A titre subsidiaire, le Grand conseil de la mutualité fait valoir que les demandes portant sur les cotisations de retraites complémentaires constituent des demandes de nature salariale, soumises à la prescription quinquennale et que par application des dispositions de l'article L 2224 du code civil auquel se réfère l'article L 3245-1 du code du travail, l'action de monsieur [Y] se prescrit par 5 ans à compter du jour où il a connu ou aurait dû connaître les faits lui permettant de l'exercer : monsieur [Y] indiquant avoir eu connaissance des faits en 2000, son action est prescrite.
Par ailleurs, le Grand conseil de la mutualité conclut que la somme réclamée par le salarié, dont le montant a été modifié à la baisse quatre fois, ne tient pas compte des cotisations qu'il aurait du verser.
A titre infiniment subsidiaire, il soutient qu'une condamnation ne pourrait prendre effet qu'à la date de prise effective de sa retraite par monsieur [Y] et que la condamnation devrait être prononcée sous forme de rente mensuelle ou trimestrielle.
Le Grand conseil de la mutualité chiffre ses frais irrépétibles à 2000 euros.
Maître [K] et Maître [J] reprennent à leur compte les conclusions du Grand conseil de la mutualité.
Le centre de gestion et d'étude AGS de [Localité 1] fait de même et fait valoir, titre subsidiaire, que les sommes réclamées n'entrent pas dans le champ de sa garantie, défini par l'article L3253-6 du code du travail.
MOTIFS
Il n'y a pas lieu de mettre en cause la qualité de salarié des médecins vacataires. Ceux ci sont dans la subordination du Grand conseil de la mutualité et leur statut de statut de salarié n'est pas contestable.
Aux termes de l'article L1132-1 du code du travail, la discrimination suppose une différence de traitement d'un salarié en raison de son origine, de son sexe, de ses m'urs, de son orientation sexuelle, de son âge, de sa situation de famille ou de sa grossesse, de ses caractéristiques génétiques, de son appartenance ou de sa non -appartenance, vraie ou supposée, à une ethnie, une nation ou une race, de ses opinions politiques, de ses activités syndicales ou mutualistes, de ses convictions religieuses, de son apparence physique, de son nom de famille ou en raison de son état de santé ou de son handicap.

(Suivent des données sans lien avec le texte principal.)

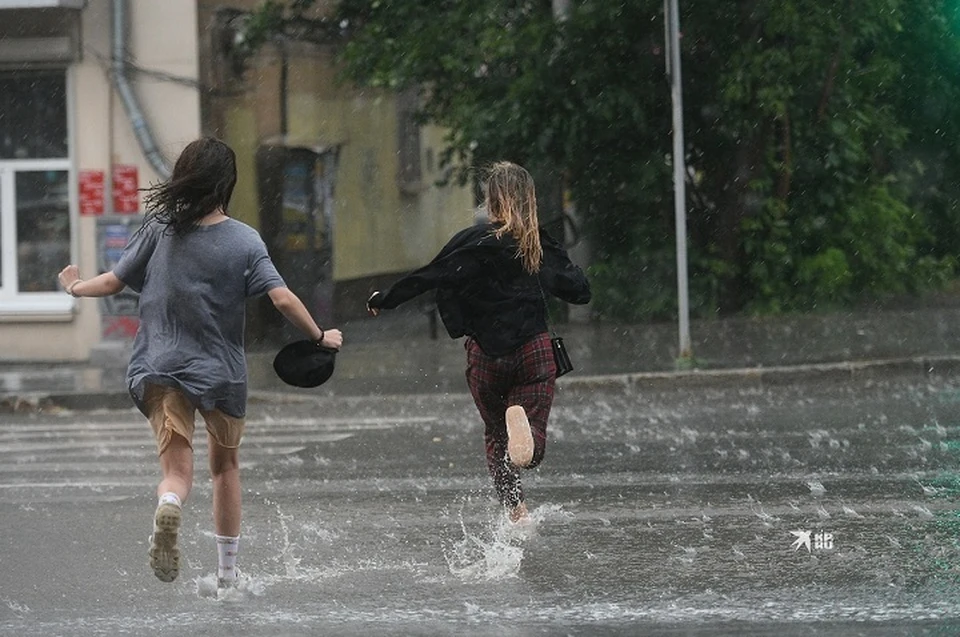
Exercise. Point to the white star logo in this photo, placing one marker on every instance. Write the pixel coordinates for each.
(803, 539)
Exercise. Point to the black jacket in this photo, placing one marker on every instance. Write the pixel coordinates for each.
(484, 292)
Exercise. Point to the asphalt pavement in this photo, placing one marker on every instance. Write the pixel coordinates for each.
(817, 506)
(801, 480)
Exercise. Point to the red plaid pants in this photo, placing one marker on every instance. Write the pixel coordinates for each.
(523, 377)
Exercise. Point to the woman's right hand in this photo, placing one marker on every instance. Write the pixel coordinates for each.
(373, 311)
(332, 339)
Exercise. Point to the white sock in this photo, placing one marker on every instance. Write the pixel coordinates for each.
(227, 549)
(170, 498)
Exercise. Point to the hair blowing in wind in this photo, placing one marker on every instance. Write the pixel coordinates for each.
(511, 199)
(202, 181)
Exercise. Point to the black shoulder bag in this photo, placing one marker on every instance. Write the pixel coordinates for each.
(560, 356)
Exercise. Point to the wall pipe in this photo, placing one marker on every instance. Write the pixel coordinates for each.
(129, 99)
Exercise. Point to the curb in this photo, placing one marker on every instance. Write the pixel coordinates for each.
(925, 366)
(771, 376)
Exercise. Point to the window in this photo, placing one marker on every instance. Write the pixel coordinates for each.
(35, 191)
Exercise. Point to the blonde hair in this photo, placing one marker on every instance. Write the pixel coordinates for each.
(511, 200)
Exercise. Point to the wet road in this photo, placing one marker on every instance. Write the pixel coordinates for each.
(812, 508)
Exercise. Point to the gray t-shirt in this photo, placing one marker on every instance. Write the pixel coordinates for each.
(193, 291)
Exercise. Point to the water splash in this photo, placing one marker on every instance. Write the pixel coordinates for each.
(495, 552)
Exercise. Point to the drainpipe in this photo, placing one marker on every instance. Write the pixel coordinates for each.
(130, 103)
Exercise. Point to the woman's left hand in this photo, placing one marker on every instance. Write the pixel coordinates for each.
(68, 276)
(373, 311)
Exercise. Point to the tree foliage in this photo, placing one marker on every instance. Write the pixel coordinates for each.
(821, 137)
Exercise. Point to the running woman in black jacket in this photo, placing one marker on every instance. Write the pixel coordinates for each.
(491, 282)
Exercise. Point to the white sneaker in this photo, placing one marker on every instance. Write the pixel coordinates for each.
(519, 437)
(164, 553)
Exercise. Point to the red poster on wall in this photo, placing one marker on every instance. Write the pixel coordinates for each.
(126, 199)
(91, 192)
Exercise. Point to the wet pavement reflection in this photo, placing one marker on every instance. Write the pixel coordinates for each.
(812, 508)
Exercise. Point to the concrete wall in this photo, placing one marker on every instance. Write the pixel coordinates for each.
(162, 38)
(379, 228)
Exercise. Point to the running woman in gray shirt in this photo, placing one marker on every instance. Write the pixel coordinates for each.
(194, 268)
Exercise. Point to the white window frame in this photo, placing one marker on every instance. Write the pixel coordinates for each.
(57, 304)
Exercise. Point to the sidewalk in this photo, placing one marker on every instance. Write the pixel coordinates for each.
(394, 354)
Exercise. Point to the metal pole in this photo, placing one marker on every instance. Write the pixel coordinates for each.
(671, 14)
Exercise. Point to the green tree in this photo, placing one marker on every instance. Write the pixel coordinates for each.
(821, 136)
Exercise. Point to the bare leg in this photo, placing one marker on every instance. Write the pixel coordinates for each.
(225, 471)
(176, 463)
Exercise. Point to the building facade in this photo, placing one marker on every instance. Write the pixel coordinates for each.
(341, 181)
(97, 98)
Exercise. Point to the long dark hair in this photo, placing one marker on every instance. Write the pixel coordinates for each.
(202, 181)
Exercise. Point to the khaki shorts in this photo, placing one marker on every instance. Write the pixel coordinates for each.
(171, 413)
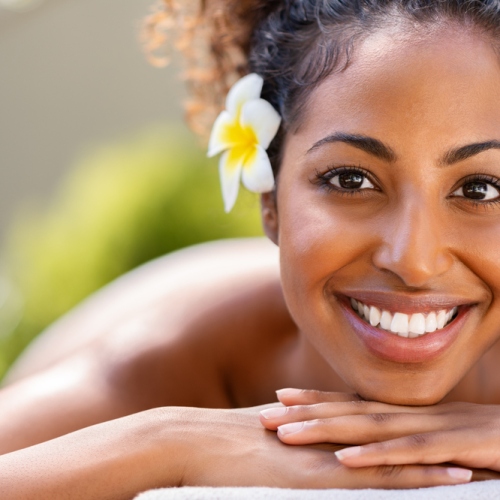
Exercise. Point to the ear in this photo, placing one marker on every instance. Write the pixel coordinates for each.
(269, 212)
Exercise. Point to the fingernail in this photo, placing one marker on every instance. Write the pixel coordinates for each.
(290, 428)
(460, 474)
(348, 452)
(288, 392)
(274, 412)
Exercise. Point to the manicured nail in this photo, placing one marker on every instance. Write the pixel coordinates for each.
(290, 428)
(288, 392)
(348, 452)
(464, 475)
(274, 412)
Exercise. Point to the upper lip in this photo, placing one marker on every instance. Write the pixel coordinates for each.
(408, 303)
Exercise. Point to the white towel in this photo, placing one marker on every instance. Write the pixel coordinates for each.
(483, 490)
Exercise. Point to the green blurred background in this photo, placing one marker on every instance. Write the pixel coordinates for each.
(98, 175)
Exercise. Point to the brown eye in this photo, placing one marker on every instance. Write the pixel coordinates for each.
(478, 190)
(351, 180)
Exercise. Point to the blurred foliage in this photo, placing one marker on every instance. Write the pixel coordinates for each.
(120, 207)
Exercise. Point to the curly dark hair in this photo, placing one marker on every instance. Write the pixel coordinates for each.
(292, 44)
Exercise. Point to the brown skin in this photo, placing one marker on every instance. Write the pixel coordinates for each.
(215, 327)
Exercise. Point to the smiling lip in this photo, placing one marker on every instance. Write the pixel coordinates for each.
(391, 347)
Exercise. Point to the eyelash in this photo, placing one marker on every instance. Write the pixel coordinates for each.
(323, 179)
(493, 181)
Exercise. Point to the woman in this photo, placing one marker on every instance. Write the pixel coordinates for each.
(386, 213)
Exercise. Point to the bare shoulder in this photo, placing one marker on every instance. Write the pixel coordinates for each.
(177, 312)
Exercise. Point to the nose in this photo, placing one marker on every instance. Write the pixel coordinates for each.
(413, 245)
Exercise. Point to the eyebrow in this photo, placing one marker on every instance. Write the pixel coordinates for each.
(367, 144)
(380, 150)
(464, 152)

Le salarié n'invoque au soutien de sa demande la prise en considération par l'employeur d'aucune de ces caractéristiques. Toute discrimination est donc à écarter.

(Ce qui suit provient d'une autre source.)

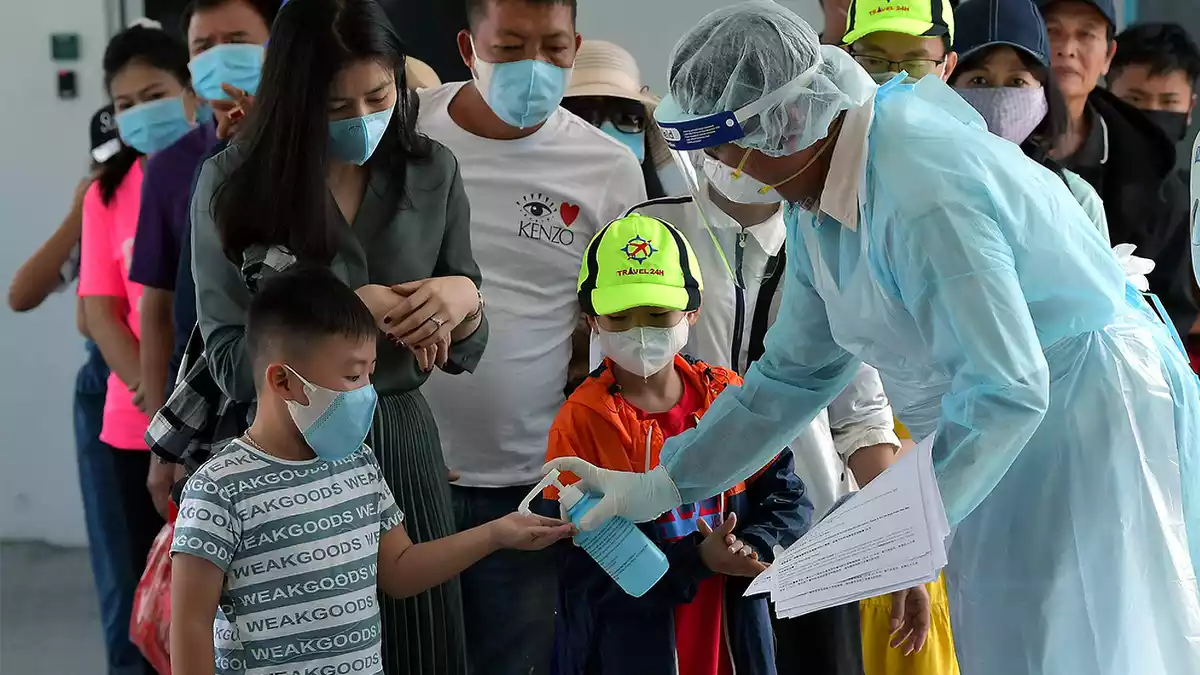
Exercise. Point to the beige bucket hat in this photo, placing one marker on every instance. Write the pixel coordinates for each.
(604, 69)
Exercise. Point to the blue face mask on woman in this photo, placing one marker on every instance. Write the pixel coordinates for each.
(334, 423)
(154, 125)
(237, 65)
(635, 142)
(355, 139)
(522, 94)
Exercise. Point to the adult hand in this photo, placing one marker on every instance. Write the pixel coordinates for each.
(725, 554)
(640, 497)
(910, 619)
(159, 483)
(527, 532)
(435, 356)
(431, 309)
(228, 112)
(139, 396)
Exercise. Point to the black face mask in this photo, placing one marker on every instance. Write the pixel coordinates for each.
(1175, 125)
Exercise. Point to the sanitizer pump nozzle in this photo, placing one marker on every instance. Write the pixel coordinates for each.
(617, 545)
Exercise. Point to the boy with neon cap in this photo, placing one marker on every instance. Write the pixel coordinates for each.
(915, 36)
(640, 286)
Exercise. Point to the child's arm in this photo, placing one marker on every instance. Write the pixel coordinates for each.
(780, 511)
(407, 568)
(195, 595)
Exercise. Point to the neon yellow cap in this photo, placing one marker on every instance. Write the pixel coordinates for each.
(639, 261)
(919, 18)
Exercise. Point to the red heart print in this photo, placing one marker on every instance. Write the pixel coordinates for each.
(569, 213)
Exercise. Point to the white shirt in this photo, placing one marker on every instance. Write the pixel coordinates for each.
(859, 417)
(535, 203)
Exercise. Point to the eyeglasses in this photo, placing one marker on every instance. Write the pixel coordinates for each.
(916, 67)
(629, 117)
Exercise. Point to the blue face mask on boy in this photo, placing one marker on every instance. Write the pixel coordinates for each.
(355, 139)
(522, 94)
(154, 125)
(635, 142)
(237, 65)
(334, 423)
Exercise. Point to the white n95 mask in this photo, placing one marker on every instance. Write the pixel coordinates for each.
(738, 186)
(645, 351)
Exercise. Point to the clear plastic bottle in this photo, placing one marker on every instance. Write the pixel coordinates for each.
(618, 547)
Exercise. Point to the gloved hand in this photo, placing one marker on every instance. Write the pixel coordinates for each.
(1135, 268)
(637, 496)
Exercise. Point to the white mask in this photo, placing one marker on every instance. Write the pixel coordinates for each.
(645, 351)
(739, 186)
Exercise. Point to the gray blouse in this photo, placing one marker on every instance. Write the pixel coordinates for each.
(391, 242)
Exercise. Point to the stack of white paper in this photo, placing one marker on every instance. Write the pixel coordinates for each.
(888, 536)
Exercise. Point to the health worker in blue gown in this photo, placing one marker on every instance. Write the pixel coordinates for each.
(1066, 419)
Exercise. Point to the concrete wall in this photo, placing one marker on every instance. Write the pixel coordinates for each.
(45, 155)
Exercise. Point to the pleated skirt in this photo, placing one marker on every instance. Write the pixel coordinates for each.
(423, 634)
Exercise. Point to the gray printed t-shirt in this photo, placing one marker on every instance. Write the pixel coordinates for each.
(298, 542)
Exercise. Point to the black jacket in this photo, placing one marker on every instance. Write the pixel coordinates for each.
(1145, 201)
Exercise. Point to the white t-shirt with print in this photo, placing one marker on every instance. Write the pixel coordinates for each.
(535, 203)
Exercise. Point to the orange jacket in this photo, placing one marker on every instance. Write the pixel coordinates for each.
(598, 425)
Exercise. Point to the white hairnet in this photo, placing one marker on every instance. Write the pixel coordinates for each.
(739, 54)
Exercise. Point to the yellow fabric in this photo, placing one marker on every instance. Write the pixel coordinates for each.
(937, 657)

Selon le principe «à travail égal, salaire égal», l'employeur est tenu d'assurer l'égalité de rémunération entre tous les salarié, pour autant que les salariés en cause sont placés dans une situation identique.

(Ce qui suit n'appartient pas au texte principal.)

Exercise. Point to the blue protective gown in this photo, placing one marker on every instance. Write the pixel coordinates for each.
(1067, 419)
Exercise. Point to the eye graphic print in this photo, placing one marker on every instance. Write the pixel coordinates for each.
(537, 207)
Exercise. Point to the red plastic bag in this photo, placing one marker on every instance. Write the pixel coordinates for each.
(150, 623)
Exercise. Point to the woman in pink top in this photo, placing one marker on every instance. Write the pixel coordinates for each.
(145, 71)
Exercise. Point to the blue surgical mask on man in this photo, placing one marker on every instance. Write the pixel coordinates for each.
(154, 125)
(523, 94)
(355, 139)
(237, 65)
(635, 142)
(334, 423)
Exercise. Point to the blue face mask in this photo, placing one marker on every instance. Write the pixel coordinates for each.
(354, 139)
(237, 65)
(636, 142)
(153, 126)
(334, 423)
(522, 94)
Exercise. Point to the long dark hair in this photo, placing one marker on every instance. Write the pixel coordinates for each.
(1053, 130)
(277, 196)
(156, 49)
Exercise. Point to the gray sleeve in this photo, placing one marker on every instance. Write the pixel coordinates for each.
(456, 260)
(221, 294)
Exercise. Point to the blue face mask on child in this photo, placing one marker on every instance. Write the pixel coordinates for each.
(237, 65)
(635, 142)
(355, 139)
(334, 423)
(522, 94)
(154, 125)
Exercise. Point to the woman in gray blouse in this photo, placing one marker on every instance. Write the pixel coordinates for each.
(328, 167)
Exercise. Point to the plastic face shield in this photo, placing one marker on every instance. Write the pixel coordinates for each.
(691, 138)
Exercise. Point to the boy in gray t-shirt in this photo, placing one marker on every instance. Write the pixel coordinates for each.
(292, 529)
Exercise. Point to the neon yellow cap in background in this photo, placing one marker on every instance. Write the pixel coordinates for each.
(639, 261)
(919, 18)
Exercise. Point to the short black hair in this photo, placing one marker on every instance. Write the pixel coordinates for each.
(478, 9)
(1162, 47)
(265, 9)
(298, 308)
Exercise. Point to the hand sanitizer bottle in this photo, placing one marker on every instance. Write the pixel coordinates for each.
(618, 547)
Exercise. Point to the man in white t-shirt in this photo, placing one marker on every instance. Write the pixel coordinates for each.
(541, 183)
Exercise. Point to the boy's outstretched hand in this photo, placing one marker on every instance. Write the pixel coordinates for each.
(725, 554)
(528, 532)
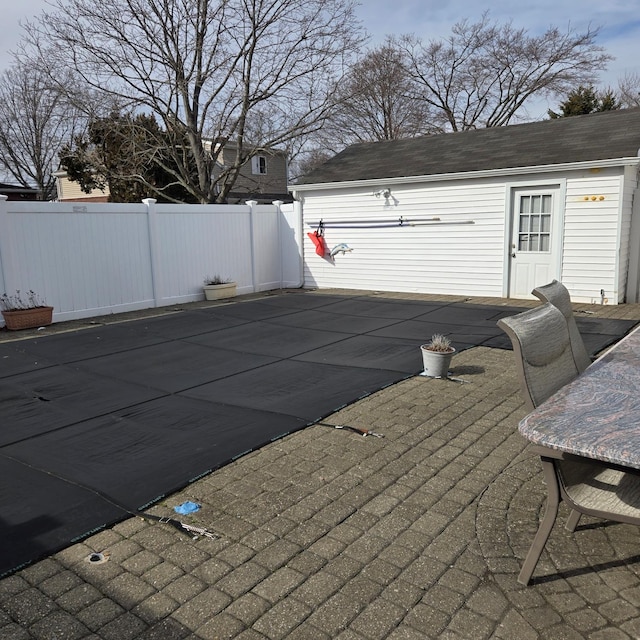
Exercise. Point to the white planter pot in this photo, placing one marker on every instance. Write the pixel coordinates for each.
(219, 291)
(436, 363)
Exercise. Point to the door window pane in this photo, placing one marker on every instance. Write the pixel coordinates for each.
(534, 223)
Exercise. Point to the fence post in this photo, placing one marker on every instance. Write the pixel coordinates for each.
(278, 204)
(5, 244)
(156, 277)
(252, 204)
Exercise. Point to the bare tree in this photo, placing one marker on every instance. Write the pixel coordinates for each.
(484, 74)
(378, 101)
(629, 90)
(256, 72)
(35, 121)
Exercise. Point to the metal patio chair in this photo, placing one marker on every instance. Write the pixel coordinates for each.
(558, 295)
(545, 363)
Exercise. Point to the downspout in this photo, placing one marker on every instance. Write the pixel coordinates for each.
(298, 211)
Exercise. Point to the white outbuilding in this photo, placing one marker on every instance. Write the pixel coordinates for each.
(488, 212)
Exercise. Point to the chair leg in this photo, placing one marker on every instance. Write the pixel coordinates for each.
(551, 511)
(572, 520)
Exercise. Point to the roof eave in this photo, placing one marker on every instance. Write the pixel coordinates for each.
(462, 175)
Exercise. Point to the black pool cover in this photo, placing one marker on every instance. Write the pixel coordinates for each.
(137, 410)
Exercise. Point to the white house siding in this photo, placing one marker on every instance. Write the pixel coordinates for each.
(594, 259)
(469, 259)
(449, 257)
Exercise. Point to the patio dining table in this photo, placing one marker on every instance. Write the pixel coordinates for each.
(586, 434)
(598, 414)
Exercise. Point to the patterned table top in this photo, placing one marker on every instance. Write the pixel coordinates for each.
(598, 414)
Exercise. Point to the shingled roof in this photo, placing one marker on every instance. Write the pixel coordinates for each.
(598, 136)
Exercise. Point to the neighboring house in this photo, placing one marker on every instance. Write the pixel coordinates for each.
(264, 178)
(70, 191)
(16, 192)
(488, 212)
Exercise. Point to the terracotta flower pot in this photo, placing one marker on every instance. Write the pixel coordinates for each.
(219, 291)
(28, 318)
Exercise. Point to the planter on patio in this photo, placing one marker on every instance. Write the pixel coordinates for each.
(219, 291)
(28, 318)
(436, 357)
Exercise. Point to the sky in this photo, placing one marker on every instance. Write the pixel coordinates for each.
(619, 21)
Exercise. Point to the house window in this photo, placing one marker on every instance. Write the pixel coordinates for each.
(534, 225)
(259, 165)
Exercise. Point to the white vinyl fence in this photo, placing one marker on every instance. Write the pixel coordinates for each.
(94, 259)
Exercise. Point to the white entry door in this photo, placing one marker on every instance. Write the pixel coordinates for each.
(535, 241)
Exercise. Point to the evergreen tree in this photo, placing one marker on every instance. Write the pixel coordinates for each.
(584, 100)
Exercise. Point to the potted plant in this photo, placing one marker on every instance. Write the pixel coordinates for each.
(217, 288)
(436, 356)
(25, 312)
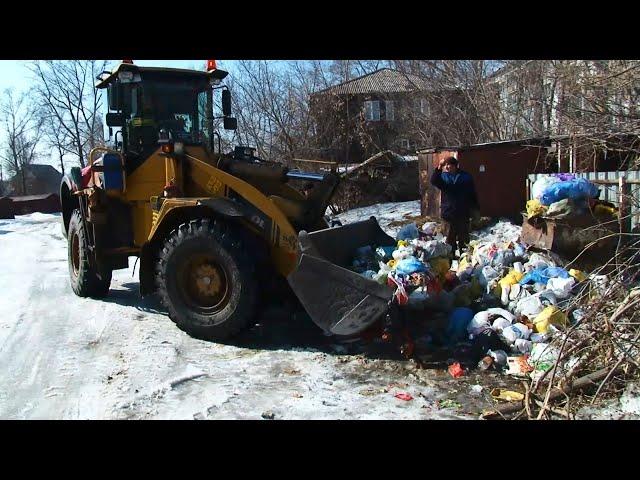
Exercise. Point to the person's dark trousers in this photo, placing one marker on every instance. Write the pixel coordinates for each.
(457, 230)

En l'espèce, il est incontesté que les médecins vacataires sont des médecins spécialistes et les médecins à la fonction sont des médecins généralistes.
Les tâches des médecins vacataires exigent des diplômes et une technicité dont ne disposent pas les médecins à la fonction. La compétence professionnelle propre aux premiers n'est pas la même que celle des deuxièmes.
La différence de leurs tâches se manifestent dans la différence de leur mode de rémunération étant souligné que la rémunération de vacataires à l'acte, rapporté à la durée de leur vacation, est très supérieure à celle, fixe, perçue par les médecins à la fonction.
De surcroît, monsieur [Y] n'est pas tenu d' assurer des gardes ou des visites à domicile alors que le Grand conseil de la mutualité, affirme sans contestation, que les médecins à la fonction remplissent de telles obligations.
Les médecins vacataires ne se trouvant pas dans une situation identique à celle des médecins à la fonction, aucun violation du principe «à travail égal , salaire égal»ne peut être reprochée à l'employeur.
Il ne s'agit pas de salariés effectuant les mêmes tâches les uns à temps plein les autres à temps partiel: l'inégalité de traitement ne peut donc être valablement invoquée à ce titre.
En conséquence monsieur [Y] sera débouté de sa demande de dommages et intérêts.
PAR CES MOTIFS
La cour statuant publiquement par arrêt contradictoire mis à disposition au greffe,
Vu l'article 696 du code de procédure civile,
Confirme le jugement déféré,
Dit n'y avoir lieu à application de l'article 700 du code de procédure civile,
Dit que les dépens seront supportés par monsieur [Y].